With the physical ballpark, de-construction was more literal: they ripped up every floor, tore down every wall and replaced all the beams and bleachers. “It was a de-constructed, do-over, rehab. So you have to deconstruct a bit, and tear down what you were doing wrong and then build the foundation.”
When it came to building the foundation of the team, the Cubs created a core of young, talented, “potentially impact players” who are under the control of the team for years. “Theo’s goal is not to win in 2015, but to have sustained success.”
When it came to building the foundation of the ballpark, Rickets rattled off an impressive list of construction details: 50 million pounds of concrete, 10 miles of plumbing, 2 miles of handrails, 2000 tons of steel. “This isn’t a paint job. It’s a heck of a project.”
One part of strengthening the foundation included spending money on pitching. “We went out and signed what we believe by far is the best free agent available in John Lester.” The audience applauded and Ricketts followed with: “It’s more than just ‘What were his stats last year.’ You really have to dig deep. Theo came to me and said, look this is the guy we want, this is the guy we are going after. He didn’t say ‘He’s got a great ERA or he’s won a bunch of games.’ He said this guy is the highest character guy, he takes care of himself, he goes home at night, he’s healthy, he cares about winning as much as any player around. And even though he’s not the kind of guy that will go screaming through the clubhouse, he’s the kind of guy that leads by example, and the kind of guy we need on a young team. He shares our vision for success and shares the turnaround of the Chicago Cubs and he wants to be here when we start to win.”
As the Cubs add to the foundation of the ballpark, Ricketts showed diagrams of the future of the plaza and clubhouse. The current clubhouse is half the size of the average MLB clubhouse, so when a player wants to get loose, to go into the game in the 7th or 8th inning to pinch-hit, he doesn’t go to the batting tunnel as he would at 29 other parks. Instead, he uses a batting tee. In the future, players will have a proper clubhouse with batting tunnels.
Meanwhile, Wrigley neighbors will have a new plaza to use on non-game days for a farmers market or ice rink. Fans will have access to 10 more elevators, 40% more washrooms, 40 more “points of sale that are strategically located,” more kitchens, and a variety of better food and concessions on the upper deck.
Ricketts fielded a few questions from the audience after his presentation. One popular query was whether third basemen Kris Bryant will be in the starting lineup on opening day. Answer: Ricketts will leave it to the “baseball brain trust.” That brain trust subsequently made the controversial decision to demote him to the minors.

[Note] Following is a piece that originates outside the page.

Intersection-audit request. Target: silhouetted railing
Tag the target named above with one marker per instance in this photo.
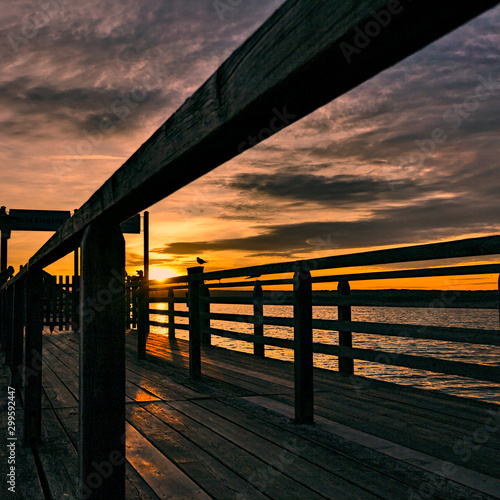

The Ricketts family bought the team October 27, 2009 from the Chicago Tribune. While Tom keeps his politics close to the vest, the rest of the family is quite different. His father, Joe Ricketts, is the founder and former CEO of TD Ameritrade, but often is known for his Super Pac called Ending Spending, Inc., a 501(c)4 organization which supports fiscal conservative candidates. Its Director is Todd Ricketts. Not to be outdone in conservative politics, brother Pete Ricketts was just elected Governor of Nebraska as a Republican. Their sister, Laura Ricketts, is on the other end of the spectrum as a significant supporter of Barack Obama. However, Tom was spotted at the victory party the night Illinois Republican Governor Bruce Rauner won the election in 2014. All four siblings are members of the Chicago Cubs Board of Directors.
Mark Weyermuller contributed to this report.